Pietro Mennea alle Olimpiadi di Mosca 1980 (Foto: AFP/East News)
L’ottava corsia sulla pista d’atletica è riservata alle lepri. Atleti che corrono parte della gara a ritmi folli, riferimenti per i favoriti alla vittoria, prima di calare e rialzarsi a pochi metri dal traguardo. Soprattutto in una gara olimpica. Pietro Mennea, scomparso il 21 marzo 2013 a Roma a 61 anni per un male incurabile, oro nei 200 metri alle Olimpiadi di Mosca 1980, era una lepre che l’anno prima aveva scosso il mondo dello sport con 19’72, record sui 200 metri alle Universiadi di Città del Messico. Diciassette anni dopo il texano Michael Johnson scenderà a 19’66, prima del 19’32 da fantascienza stampato pochi mesi dopo, ai Giochi di Atlanta ’96.

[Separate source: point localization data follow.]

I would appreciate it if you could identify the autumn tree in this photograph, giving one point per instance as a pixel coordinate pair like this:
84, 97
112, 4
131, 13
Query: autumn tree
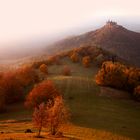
66, 71
40, 117
74, 57
43, 68
58, 115
42, 92
86, 61
137, 93
50, 116
2, 101
27, 76
112, 74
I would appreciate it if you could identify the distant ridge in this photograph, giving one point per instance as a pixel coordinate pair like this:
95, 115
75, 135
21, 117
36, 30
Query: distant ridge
111, 37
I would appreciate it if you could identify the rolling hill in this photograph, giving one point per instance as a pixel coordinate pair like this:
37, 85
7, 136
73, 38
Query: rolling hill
111, 37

Ai Giochi sovietici, nella prima olimpiade in mondovisione, Mennea era il favorito. E il suo avversario principale, Alan Wells, scozzese, che a Mosca era già medaglia d’oro nei 100 metri, si trovava nella settima, al suo fianco.

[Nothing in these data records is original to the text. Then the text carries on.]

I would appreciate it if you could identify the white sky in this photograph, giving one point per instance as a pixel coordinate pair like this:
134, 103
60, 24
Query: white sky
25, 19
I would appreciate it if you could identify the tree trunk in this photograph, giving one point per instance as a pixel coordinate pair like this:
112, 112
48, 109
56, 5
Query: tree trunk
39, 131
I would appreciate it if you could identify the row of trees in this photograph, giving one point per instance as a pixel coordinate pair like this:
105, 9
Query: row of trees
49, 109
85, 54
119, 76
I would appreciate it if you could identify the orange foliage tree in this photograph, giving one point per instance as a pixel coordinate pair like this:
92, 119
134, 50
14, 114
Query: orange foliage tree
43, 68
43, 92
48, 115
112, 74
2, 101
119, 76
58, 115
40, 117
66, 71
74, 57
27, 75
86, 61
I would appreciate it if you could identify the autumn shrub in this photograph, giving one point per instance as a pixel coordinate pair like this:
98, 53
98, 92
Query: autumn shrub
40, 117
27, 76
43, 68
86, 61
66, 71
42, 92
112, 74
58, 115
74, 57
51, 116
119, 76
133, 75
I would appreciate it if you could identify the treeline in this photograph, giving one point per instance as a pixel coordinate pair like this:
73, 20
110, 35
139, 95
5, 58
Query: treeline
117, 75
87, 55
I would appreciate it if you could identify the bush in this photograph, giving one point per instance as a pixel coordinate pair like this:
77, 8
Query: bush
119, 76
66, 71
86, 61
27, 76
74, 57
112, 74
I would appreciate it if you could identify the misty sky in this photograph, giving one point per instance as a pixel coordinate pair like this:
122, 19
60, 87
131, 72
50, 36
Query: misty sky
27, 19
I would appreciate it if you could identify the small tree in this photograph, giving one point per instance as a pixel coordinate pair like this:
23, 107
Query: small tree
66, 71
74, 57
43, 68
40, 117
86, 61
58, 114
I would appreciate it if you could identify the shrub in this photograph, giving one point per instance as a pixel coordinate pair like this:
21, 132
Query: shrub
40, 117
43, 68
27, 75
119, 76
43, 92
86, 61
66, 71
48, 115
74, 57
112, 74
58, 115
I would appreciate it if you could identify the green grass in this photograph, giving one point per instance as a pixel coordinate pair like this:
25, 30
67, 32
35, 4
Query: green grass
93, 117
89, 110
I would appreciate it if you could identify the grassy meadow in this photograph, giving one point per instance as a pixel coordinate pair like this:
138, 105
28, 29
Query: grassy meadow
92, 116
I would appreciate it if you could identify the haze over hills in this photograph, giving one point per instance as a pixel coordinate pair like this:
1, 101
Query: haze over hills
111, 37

"Poco dopo le otto di sera del 28 luglio 1980, con una temperatura di 23 gradi, l'umidità del 56 per cento, il vento zero, mi presentai alla finale dei 200 metri -, scriveva Mennea nel suo libro "L'Oro di Mosca" (176 pagine, Delta 3 Edizioni). - I miei rivali erano i cubani Silvio Leonard e Osvaldo Lara, i polacchi Woronin e Dunecki, il tedesco orientale Hoff, il giamaicano Quarrie e il britannico Wells. A me toccò l'ottava corsia cioè l'ultima, a Wells la settima…”.
I migliori della specialità, ovvero gli americani, non corsero a Mosca. Sessantacinque nazioni non parteciparono ai Giochi aperti dal leader sovietico Brezhnev. Tra cui Germania Ovest, Giappone, Cina. Oltre al blocco dei Paesi arabi. Pochi mesi prima, dicembre 1979, l’Urss inviava 70mila uomini in Afghanistan, sostenendo che Kabul avesse chiesto aiuto contro i ribelli musulmani appoggiati da Pakistan, Cina e Usa.

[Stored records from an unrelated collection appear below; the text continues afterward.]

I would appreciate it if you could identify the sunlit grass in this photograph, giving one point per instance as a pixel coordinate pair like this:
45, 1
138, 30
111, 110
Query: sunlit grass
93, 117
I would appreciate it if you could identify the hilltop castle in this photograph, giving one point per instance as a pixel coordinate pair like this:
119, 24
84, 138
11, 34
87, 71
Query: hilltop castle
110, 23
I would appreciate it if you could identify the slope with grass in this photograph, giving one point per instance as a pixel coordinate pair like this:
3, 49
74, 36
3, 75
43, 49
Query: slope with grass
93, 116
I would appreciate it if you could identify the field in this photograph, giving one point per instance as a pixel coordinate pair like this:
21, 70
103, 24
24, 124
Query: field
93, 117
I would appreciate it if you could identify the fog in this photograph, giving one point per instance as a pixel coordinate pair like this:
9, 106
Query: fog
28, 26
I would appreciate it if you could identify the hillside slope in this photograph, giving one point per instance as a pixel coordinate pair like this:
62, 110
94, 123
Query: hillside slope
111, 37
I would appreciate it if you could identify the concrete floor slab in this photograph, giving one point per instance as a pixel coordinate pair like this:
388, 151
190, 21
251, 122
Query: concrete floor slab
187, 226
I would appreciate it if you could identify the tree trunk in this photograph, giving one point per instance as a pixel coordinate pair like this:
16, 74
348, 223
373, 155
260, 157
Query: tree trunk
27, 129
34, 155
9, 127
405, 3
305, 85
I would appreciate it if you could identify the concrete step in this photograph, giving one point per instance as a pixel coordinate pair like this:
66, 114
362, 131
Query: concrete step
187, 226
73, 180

Un attacco condannato da Onu e americani. Che disertavano le Olimpiadi, chiedendo ai Paesi dell’area atlantica di fare lo stesso. E decine di altre nazioni decisero di dissociarsi contemporaneamente dal boicottaggio e dal supporto con forme diverse di manifestazione.
L’Italia sceglieva un compromesso. A Mosca niente atleti appartenenti ai gruppi sportivi militari e gli altri 163 sfilarono con la bandiera del comitato olimpico. Mennea era quinto a metà gara, dopo una pessima partenza. Poi, sesto. Con il rischio di un drammatico flop, dopo la delusione sui 100 metri, fuori in semifinale.
Poi, la reazione. Li sorpassò tutti in 20 metri, vincendo a braccia alzate, con gli occhi fuori dalle orbite. “Gli ultimi cinque metri sono il frutto di come ho trascorso le 48 ore che hanno preceduto la finale. Lo spazio temporale della mia vita di cui vado più orgoglioso”, dirà poi Mennea. S’intrecciavano così una delle singole prestazioni più grandi della storia dello sport con l’edizione più controversa dei Giochi Olimpici.
Una polaroid d’immortalità sportiva. Con l’Italia che si metteva dietro il mondo. “Ho partecipato a ben cinque edizioni dei Giochi e già questo per un velocista rappresenta un record, la medaglia d'oro vinta a Mosca era la mia terza partecipazione alle Olimpiadi. Non pensavo che ne avrei disputate altre due (Los Angeles 1984 e Seul 1988), ma posso affermare che l'oro olimpico di Mosca è stato un traguardo desiderato e voluto con grande forza, e quel 28 luglio 1980 alle ore 20.10 – confidava il fuoriclasse azzurro - ho coronato il mio sogno da sportivo, con rabbia e determinazione”.
E se lo statunitense Carl Lewis sarà poi considerato negli anni Ottanta il “figlio del vento”, Mennea da Barletta (Puglia), soprannominato “La freccia del Sud”, era davvero inafferrabile come il vento. Sulla pista d’atletica, nella vita di tutti i giorni. Un uomo complicato, anti-sistema, senza peli sulla lingua, ricco di spigolature, quattro lauree, autore di 20 libri.
Che ha scritto la storia italiana dell’atletica, in Urss, in mondovisione, assieme a Sara Simeoni, oro nel salto in alto.